What your editor is really saying . . .
When you get your edits back:
“Your manuscript has a lot of potential.” = You’ve got a lot of revision ahead of you.
“You use so much description!” = Your adjectives are too many and your diction too pretentious.
“I think this could be a great tool for [insert insanely specific market here].” = Nobody but your family and the five people interested in fountain-coin-collecting is going to buy your book.
“I think there is definitely a specific niche market for your book.” = If your marketing rep can find that niche market, she/he will deserve a huge raise!
“Don’t be alarmed by the amount of text I’m suggesting you remove. It’ll help bring focus to the story.” = Your book is too damn long, and nobody will read past the first 30 pages.
When you encounter a problem/issue:
Dear Editor, Why was the foreword/preface/introduction/afterword left out of my book?
“My apologies; it must have gotten overlooked somewhere along the way.” = You never sent it to me, you dimwit.
Dear Editor, Why does the endorsement read differently than the one I actually sent in?

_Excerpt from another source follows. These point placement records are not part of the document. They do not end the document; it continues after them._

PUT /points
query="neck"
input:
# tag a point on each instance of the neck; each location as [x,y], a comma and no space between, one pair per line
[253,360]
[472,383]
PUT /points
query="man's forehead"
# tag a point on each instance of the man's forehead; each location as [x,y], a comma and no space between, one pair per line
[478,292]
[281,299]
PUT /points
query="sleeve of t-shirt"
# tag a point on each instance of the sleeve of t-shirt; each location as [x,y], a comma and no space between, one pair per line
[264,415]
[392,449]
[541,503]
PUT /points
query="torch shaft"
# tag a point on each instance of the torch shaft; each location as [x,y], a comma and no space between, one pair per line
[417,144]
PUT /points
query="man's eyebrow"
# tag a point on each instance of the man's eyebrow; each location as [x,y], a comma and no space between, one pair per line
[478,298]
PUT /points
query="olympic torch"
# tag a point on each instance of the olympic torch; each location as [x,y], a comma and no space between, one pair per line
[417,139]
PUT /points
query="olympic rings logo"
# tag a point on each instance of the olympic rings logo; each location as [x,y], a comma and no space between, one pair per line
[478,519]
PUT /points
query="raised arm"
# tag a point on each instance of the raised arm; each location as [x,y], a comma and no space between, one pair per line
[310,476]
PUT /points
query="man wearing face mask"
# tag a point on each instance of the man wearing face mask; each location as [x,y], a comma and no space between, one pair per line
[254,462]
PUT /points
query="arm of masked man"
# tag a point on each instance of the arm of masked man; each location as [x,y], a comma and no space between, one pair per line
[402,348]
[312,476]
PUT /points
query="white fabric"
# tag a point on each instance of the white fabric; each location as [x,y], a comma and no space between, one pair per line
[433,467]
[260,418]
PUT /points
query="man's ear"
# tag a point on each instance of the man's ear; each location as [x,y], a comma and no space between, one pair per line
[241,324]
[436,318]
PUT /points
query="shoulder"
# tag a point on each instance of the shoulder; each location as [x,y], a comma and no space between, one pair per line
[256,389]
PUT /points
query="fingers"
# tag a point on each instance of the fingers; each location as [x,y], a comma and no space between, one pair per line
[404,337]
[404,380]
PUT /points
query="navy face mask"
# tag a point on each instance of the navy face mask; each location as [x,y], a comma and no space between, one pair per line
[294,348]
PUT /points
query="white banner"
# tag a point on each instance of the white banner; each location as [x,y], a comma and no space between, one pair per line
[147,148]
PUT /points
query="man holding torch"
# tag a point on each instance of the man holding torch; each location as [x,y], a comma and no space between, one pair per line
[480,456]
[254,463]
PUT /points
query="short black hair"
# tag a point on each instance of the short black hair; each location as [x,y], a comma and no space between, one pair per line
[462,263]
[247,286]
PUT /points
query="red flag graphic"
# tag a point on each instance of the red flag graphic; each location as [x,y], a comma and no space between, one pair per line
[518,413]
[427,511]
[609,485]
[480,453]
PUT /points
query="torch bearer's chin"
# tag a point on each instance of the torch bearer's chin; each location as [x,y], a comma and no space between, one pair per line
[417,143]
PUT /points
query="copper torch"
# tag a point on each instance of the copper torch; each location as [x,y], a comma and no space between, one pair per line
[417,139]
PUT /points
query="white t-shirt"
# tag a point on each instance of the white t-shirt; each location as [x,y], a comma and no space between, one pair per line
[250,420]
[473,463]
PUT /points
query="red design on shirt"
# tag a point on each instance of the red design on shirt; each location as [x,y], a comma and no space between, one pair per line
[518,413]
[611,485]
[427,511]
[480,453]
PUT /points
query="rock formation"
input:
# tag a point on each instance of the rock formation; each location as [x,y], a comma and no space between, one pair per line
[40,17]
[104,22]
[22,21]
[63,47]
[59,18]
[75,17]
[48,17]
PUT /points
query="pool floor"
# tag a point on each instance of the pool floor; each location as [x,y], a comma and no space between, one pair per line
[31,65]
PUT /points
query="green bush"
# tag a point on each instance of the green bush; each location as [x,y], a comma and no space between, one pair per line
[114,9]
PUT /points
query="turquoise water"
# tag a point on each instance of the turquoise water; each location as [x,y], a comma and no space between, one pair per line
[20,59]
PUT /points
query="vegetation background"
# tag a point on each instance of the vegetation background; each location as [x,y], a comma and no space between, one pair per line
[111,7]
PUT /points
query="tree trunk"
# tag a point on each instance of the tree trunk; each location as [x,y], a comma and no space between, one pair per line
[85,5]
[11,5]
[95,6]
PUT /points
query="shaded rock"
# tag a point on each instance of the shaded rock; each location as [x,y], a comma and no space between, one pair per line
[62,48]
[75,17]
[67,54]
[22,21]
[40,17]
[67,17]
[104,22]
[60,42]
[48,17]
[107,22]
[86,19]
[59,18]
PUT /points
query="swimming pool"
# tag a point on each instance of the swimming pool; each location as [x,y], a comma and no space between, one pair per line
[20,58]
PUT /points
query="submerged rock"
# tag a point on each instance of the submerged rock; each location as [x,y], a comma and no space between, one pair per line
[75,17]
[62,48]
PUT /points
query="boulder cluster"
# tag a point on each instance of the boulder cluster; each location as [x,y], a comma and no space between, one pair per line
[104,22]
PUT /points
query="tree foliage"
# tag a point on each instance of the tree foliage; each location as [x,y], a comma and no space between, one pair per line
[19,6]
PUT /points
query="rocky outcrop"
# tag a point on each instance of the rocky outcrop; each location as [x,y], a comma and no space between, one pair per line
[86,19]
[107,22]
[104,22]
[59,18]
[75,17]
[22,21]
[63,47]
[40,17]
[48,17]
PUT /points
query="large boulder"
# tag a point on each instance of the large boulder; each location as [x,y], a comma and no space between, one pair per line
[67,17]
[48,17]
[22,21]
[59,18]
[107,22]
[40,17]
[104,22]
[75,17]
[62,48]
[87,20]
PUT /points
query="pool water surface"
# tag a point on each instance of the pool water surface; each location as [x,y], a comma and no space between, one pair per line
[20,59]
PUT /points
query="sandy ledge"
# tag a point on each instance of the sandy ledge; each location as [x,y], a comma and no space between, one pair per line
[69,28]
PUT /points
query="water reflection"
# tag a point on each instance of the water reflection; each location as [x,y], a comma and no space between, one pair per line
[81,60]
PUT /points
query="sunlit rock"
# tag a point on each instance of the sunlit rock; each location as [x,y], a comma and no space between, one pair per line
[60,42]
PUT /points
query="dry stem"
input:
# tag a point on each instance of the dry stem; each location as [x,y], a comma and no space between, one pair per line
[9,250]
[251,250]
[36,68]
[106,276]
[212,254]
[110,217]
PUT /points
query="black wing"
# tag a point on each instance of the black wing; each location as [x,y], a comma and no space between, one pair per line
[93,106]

“I reduced the word count on your endorsement because it wouldn’t fit on the back cover otherwise.” = Your endorser has written stupid things, and I’m making him/her look smarter than he/she really is.
Dear Editor, Why is my book so expensive?
“The higher the word count, the more expensive the price.” = Printing is expensive. You rambled on for two hundred pages and didn’t cut what I asked you to cut.
Dear Editor, Why is there a different teaser on my cover than the one I sent in?
“Authors often have trouble trying to write their own teasers because they’re too close to the material. I merely took what you wrote and refined it for maximum marketability.” = Your teaser sucked.
***Another great line straight out of a real-live, contracted book (a line that may or may not have been revised in editing):
“Adolph knew their relationship was coming to a showdown.”